Having noticed that Warren did not answer their question, the Times editors circled back. Just how would President Warren pass transformative reforms such as Medicare-for-all, a wealth tax, cutting the defense budget, and comprehensive immigration reform through Congress? Her answer: “50 votes.” That’s right: “budget reconciliation,” she added. In Warren’s estimation, the virtual nationalization of the health-insurance industry, the constitutionally dubious expropriation of private property, and the legalization of millions of undocumented immigrants can be deemed budgetary issues and passed with a simple majority vote. Why didn’t anyone else think of that?
To their credit, the Times editors did not seem to accept the notion that some of the most contentious debates of our time could be swept aside with this rarely applied legislative maneuver. But their deserved incredulity was repaid with contempt. “All right, so what do you want to do?” Warren replied impertinently. “You want [to] just give up?” But, Times editor Michelle Cottle noted, immigration reform and the revenues derived from the taxes that would be paid by those newly minted citizens are critical to making the math work in Warren’s universal health-care plan. Its opponents cannot simply be dismissed, can they? Of course they can. “It’s 5 percent of the pay-for,” Warren responded. “Give me a break.” “O.K.,” a chastened Cottle replied. “So, we mark that one off.” Warren’s derision was good enough for the Times.

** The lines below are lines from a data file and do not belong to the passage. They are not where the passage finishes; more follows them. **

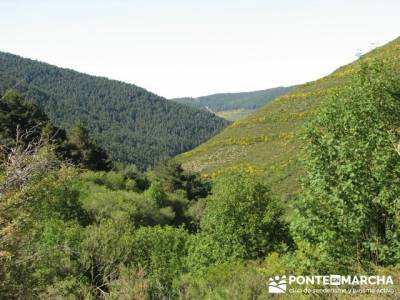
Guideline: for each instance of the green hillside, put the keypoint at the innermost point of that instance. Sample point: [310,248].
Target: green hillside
[233,106]
[268,142]
[132,124]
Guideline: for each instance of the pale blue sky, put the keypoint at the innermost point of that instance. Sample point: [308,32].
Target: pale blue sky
[192,48]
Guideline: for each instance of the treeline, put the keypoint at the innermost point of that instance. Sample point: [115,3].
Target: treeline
[169,234]
[232,101]
[130,123]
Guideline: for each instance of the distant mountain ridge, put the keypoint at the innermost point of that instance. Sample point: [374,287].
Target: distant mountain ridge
[268,142]
[223,102]
[131,123]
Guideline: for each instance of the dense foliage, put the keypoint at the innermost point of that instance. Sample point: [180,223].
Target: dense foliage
[349,208]
[23,122]
[231,101]
[130,123]
[73,233]
[269,140]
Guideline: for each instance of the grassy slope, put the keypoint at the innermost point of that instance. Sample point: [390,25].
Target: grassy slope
[268,142]
[224,102]
[131,123]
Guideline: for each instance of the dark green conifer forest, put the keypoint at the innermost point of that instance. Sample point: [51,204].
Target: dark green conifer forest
[74,225]
[132,124]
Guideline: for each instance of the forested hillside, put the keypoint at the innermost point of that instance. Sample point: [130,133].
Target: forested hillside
[168,233]
[130,123]
[234,106]
[268,141]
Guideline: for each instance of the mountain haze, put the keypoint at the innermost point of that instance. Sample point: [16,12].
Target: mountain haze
[233,106]
[131,123]
[268,142]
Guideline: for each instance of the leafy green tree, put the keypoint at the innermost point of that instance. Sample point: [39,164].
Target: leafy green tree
[242,221]
[19,117]
[85,151]
[161,251]
[173,177]
[348,212]
[156,193]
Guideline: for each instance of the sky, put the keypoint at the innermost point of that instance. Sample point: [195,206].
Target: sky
[179,48]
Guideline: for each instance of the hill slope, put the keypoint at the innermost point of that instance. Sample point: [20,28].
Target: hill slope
[268,141]
[132,124]
[233,106]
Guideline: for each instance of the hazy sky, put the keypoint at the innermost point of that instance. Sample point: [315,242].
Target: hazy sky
[192,48]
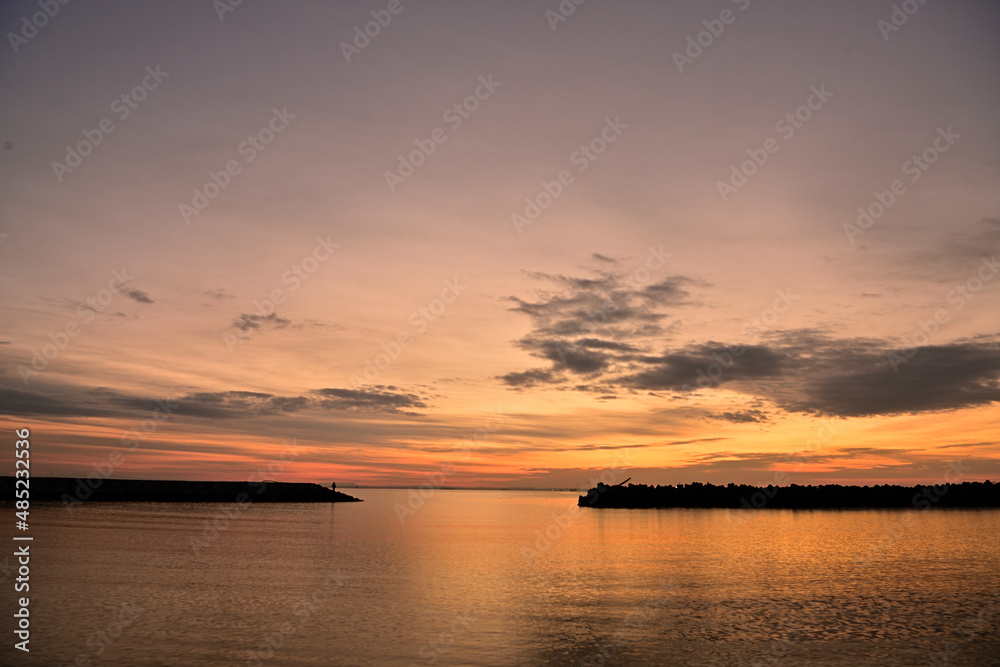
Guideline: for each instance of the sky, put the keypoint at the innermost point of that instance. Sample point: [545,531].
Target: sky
[502,244]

The senator’s disregard for any American constituency not already in her corner was perhaps most evident in her casual dismissal of the obstacles before would-be reformers of the Electoral College. Warren has said she hopes to be the last president elected by that body. “I’m assuming you’re not talking about a constitutional amendment,” said editor Jesse Wegman, though his question was accompanied by a wry parenthetical noting that Warren had herself argued in favor of a constitutional amendment to do away with the College. Warren said that “it’s time for us to take it on.” She elaborated: “We take it on by deciding we’re going to take it on. We pass it through Congress, and then we set it up for the states to be able to vote on it.” Wegman astutely observed that Warren was describing the process by which constitutional amendments are ratified. “So, you think a constitutional amendment?” he asked. “You can take it through a constitutional amendment if you think it needs a constitutional amendment,” was Warren’s insouciant response. Once again, this embarrassingly tautological exchange was apparently sufficient for the Times.
On January 19, the New York Times editorial board will endorse one of the candidates running for president, and the conventional wisdom holds that Warren is their odds-on favorite. If she wins their support, it would be in spite of this interview. The former Harvard professor is too smart to believe half the answers she gave in this interview, but she clearly thinks you might not be sharp enough to notice her evasions. If, however, the editorial board reserves for itself some measure of self-respect, they might reject a candidate who displayed such obvious loathing for their intelligence and that of their readers as well.